I walked to the mailbox the other day and met a new neighbor. He moved in six years ago. I then had to ask myself how that’s possible. The answer is pretty weird. The reason is that I shun all my neighbors, because I fear them.
When I was fourteen, a lunatic neighbor rode up the hill on a black horse. Apparently, some hunter had mistaken his horse for a deer and shot at it. They missed, but he snapped. He rode up to our house. My three younger brothers were inside and I went out to see what this guy wanted. He sat on his black horse, all dressed in black with a black Eastwood hat. He had a stick of dynamite in his belt and a lit cigar in his mouth. I’m not making this shit up. He started yelling at me about shooting at his horse. Then he pulled a revolver from his holster, aimed it at me, and shot. The bullet hit the ground about three feet away and sprayed dirt and rocks. Some hit my arm and cut it, causing it to bleed. I tried to move, but I couldn’t. My entire body locked up and my knees shook. All I could do was stand there. He then told me he was going to blow up our house. And I believed him. Then he rode off down the road and tried to threaten several other neighbors. My parents weren’t home at the time and there were no cell phones then. When they got home, my dad called the cops. They did nothing about this guy.
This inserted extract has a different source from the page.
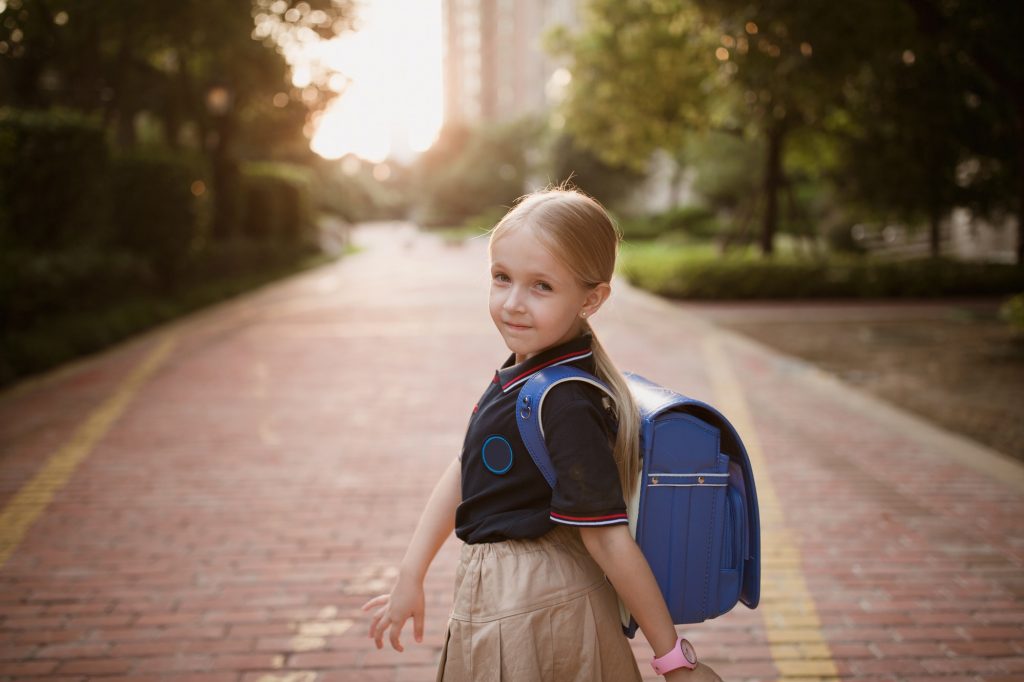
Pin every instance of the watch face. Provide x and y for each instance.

My dad told us next time to get the shotgun and duck down below the window, then pop up and shoot the person in the chest. I guess fifty-nine-year-old me has been expecting “next-time” to come some day. Thankfully, it never has. And I wonder about myself. Would I freeze on the spot like fourteen-year-old me? Would I be able to take someone’s life for threatening my family? Should I? And I hate that we live in a world where that choice has to be made. I feel for the people that live through things like that. I sympathize with people who were minding their own business, living their lives, and a war came along and ran through their yard.
So yeah, I keep to myself up here. I don’t talk much with neighbors. I don’t go out and meet the new ones. I don’t get in their business and I mind my own. And I pretty much like it that way. It doesn’t mean I’m a horrible person, or that I hate them. I just like it quiet and private.